Jondalar nickte. Er hatte selbst bemerkt, daß sie recht attraktiv sein konnte.
"Ich glaube nicht, daß sie der Verbindung ablehnend gegenüberstand", fuhr S'Armuna fort. "Sie sah darin die Chance eines Neubeginns. Doch dann mußte sie entdecken, daß der Mann, mit dem sie zusammengegeben wurde, noch schlimmer war als der, den sie gekannt hatte. Brugars Wonnen waren immer verbunden mit Schlägen und Erniedrigungen. Ich will nicht sagen, daß er sie liebte, aber er brachte ihr durchaus Gefühle entgegen. Es war einfach nur so seine Art. Und sie war die einzige, die es wagte, sich ihm zu widersetzen - trotz allem, was er ihr antat."
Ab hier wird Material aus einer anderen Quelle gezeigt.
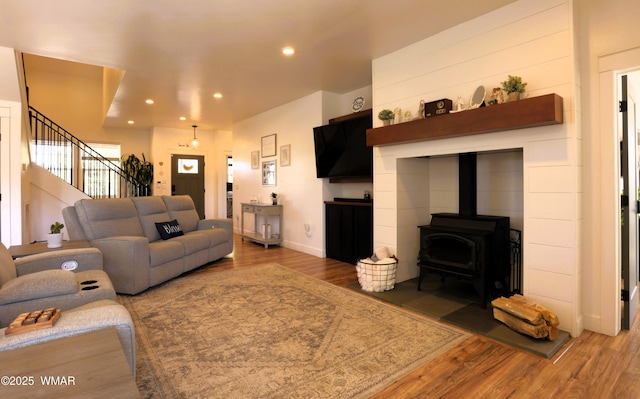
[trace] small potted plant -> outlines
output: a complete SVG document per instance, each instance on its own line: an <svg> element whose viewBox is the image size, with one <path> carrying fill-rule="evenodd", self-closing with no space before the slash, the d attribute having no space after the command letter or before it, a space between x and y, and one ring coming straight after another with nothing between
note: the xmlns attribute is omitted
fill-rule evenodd
<svg viewBox="0 0 640 399"><path fill-rule="evenodd" d="M51 233L47 234L47 248L60 248L62 246L62 229L64 224L55 222L51 225Z"/></svg>
<svg viewBox="0 0 640 399"><path fill-rule="evenodd" d="M395 115L390 109L383 109L378 113L378 119L382 121L384 126L389 126Z"/></svg>
<svg viewBox="0 0 640 399"><path fill-rule="evenodd" d="M526 83L522 83L522 78L520 76L511 75L509 75L509 78L501 84L502 90L507 92L509 101L519 100L520 93L524 93L524 88L527 85Z"/></svg>

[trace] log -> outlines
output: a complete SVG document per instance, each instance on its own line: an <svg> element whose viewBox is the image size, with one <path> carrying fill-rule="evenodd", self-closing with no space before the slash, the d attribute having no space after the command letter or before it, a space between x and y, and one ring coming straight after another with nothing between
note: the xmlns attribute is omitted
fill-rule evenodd
<svg viewBox="0 0 640 399"><path fill-rule="evenodd" d="M491 301L493 316L510 328L535 338L558 337L558 316L546 307L516 294L509 298L500 297ZM543 332L544 330L544 332Z"/></svg>
<svg viewBox="0 0 640 399"><path fill-rule="evenodd" d="M524 297L524 296L522 296L520 294L515 294L515 295L509 297L509 299L512 299L514 301L527 304L527 305L531 306L533 309L536 309L537 311L542 313L542 318L545 319L547 324L549 324L551 326L560 325L560 320L558 319L558 316L555 313L553 313L552 311L550 311L549 309L547 309L546 307L540 305L539 303L535 303L532 300L530 300L529 298L526 298L526 297Z"/></svg>
<svg viewBox="0 0 640 399"><path fill-rule="evenodd" d="M511 298L500 297L491 301L494 308L501 309L513 316L528 321L530 324L540 324L543 322L542 313L526 303L511 300Z"/></svg>
<svg viewBox="0 0 640 399"><path fill-rule="evenodd" d="M549 329L544 321L537 325L529 324L499 308L493 308L493 317L519 333L530 335L534 338L546 338L549 336Z"/></svg>

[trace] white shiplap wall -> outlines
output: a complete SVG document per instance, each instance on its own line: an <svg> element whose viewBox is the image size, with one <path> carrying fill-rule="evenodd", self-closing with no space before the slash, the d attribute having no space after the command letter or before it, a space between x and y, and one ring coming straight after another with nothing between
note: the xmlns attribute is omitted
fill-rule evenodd
<svg viewBox="0 0 640 399"><path fill-rule="evenodd" d="M523 230L525 295L558 313L561 328L577 336L582 190L572 15L571 0L518 1L374 61L374 115L382 108L415 115L420 100L462 96L468 104L478 85L491 89L507 75L520 75L528 82L528 96L563 97L565 121L376 148L374 245L397 254L400 281L416 276L416 225L428 223L431 212L457 211L457 169L454 179L442 178L455 157L419 157L477 151L479 211L503 210ZM508 151L483 154L496 150ZM495 172L491 179L488 171ZM497 187L507 185L503 194L509 199L496 199L503 190Z"/></svg>

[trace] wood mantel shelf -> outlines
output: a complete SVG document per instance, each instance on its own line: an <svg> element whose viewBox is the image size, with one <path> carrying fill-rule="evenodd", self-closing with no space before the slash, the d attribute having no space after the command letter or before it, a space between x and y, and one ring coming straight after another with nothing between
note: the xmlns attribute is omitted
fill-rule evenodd
<svg viewBox="0 0 640 399"><path fill-rule="evenodd" d="M367 146L384 146L449 137L470 136L563 123L562 97L547 94L367 129Z"/></svg>

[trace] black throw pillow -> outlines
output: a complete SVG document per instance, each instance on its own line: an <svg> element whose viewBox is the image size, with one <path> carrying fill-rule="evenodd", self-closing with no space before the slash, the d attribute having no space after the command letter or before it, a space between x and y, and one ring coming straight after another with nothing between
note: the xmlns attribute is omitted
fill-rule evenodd
<svg viewBox="0 0 640 399"><path fill-rule="evenodd" d="M158 229L158 233L160 233L160 237L163 240L184 235L182 228L175 219L170 222L156 223L156 229Z"/></svg>

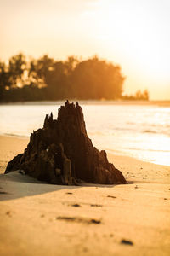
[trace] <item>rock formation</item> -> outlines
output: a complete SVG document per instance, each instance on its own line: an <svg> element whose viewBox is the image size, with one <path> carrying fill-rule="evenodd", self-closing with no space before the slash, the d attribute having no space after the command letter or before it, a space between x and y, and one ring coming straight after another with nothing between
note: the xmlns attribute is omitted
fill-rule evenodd
<svg viewBox="0 0 170 256"><path fill-rule="evenodd" d="M105 151L93 146L82 108L68 101L59 109L57 119L52 113L46 115L43 128L31 134L24 154L8 162L5 173L15 170L54 184L76 184L79 180L127 183L122 172L108 162Z"/></svg>

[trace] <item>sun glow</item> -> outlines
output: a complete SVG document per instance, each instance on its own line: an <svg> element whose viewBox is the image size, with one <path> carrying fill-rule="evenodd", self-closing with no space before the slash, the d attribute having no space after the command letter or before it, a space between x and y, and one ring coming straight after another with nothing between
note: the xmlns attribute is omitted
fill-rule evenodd
<svg viewBox="0 0 170 256"><path fill-rule="evenodd" d="M0 3L3 60L20 51L58 59L97 54L120 64L127 93L148 89L151 99L170 99L169 0L16 2Z"/></svg>
<svg viewBox="0 0 170 256"><path fill-rule="evenodd" d="M122 64L128 74L127 89L150 86L156 97L162 84L170 98L170 33L166 10L152 1L139 4L138 1L100 0L95 5L94 11L86 13L95 20L94 37L105 55Z"/></svg>

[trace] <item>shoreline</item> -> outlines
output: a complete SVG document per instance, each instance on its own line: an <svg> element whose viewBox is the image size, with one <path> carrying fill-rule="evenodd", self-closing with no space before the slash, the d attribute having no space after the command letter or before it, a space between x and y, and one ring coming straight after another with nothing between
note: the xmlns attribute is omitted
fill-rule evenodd
<svg viewBox="0 0 170 256"><path fill-rule="evenodd" d="M17 139L26 140L26 143L25 148L26 148L26 145L27 145L27 143L29 143L29 140L30 140L30 136L24 136L24 135L20 135L20 135L16 135L16 134L3 134L3 133L0 133L0 145L3 143L3 140L5 140L6 137L8 138L9 141L10 141L10 138L15 138L16 140ZM20 152L18 154L23 153L25 148L21 148L22 152ZM150 161L144 160L141 160L141 159L138 159L138 158L135 158L135 157L133 157L133 156L125 155L125 154L123 155L122 154L117 154L117 152L116 152L116 151L115 152L113 151L113 152L110 153L110 151L111 150L109 150L109 149L106 151L106 154L107 154L108 157L109 156L110 157L110 160L111 160L111 156L114 156L114 157L116 157L117 159L119 159L119 158L124 158L124 159L127 159L127 160L137 160L137 161L139 161L139 162L142 162L142 163L147 163L147 164L150 164L150 165L165 166L165 167L167 167L167 168L170 167L170 166L167 166L167 165L157 164L157 163L154 163L154 162L151 162L151 161L150 162ZM0 173L2 173L1 170L0 170Z"/></svg>
<svg viewBox="0 0 170 256"><path fill-rule="evenodd" d="M65 100L57 101L28 101L28 102L0 102L0 106L20 106L20 105L58 105L63 104ZM76 100L72 99L70 102L78 102L81 105L143 105L143 106L158 106L158 107L170 107L170 101L126 101L126 100Z"/></svg>
<svg viewBox="0 0 170 256"><path fill-rule="evenodd" d="M28 141L0 136L1 255L169 254L170 166L107 154L124 185L60 186L3 174Z"/></svg>

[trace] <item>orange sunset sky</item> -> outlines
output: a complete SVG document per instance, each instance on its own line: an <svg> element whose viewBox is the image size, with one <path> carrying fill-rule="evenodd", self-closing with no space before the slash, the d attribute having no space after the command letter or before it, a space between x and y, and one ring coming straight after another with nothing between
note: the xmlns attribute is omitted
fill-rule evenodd
<svg viewBox="0 0 170 256"><path fill-rule="evenodd" d="M170 100L169 0L0 0L0 59L98 55L117 63L126 93Z"/></svg>

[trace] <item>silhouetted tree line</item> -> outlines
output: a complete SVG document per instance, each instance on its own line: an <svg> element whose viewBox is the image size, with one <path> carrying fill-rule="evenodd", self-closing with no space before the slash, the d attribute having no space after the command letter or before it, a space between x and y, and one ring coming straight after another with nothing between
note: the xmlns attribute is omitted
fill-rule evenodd
<svg viewBox="0 0 170 256"><path fill-rule="evenodd" d="M0 61L0 102L122 97L125 78L119 66L97 56L56 61L47 55L26 60L23 54Z"/></svg>
<svg viewBox="0 0 170 256"><path fill-rule="evenodd" d="M122 96L125 101L149 101L149 92L144 90L143 92L139 90L134 95L125 95Z"/></svg>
S'Armuna schwieg, schüttelte den Kopf und fuhr dann fort: "Brugar war ein starker Mann, sehr stark, und er liebte es, Leute zu verletzen, vor allem Frauen. Ich glaube wirklich, er genoß es, Frauen Schmerz zuzufügen. Du hast gesagt, daß die Männer der Flachschädel ihre Frauen ungestraft schlagen dürfen. Das mag damit zusammenhängen. Aber Brugar liebte Attaroas Widerstand. Sie war ein gutes Stück größer als er, und sie war selbst sehr stark. Es reizte ihn, ihren Widerstand zu brechen, und er mochte es, wenn sie mit ihm kämpfte. Es gab ihm eine Entschuldigung, ihr weh zu tun, und das schien ihm ein Gefühl von Macht zu verleihen."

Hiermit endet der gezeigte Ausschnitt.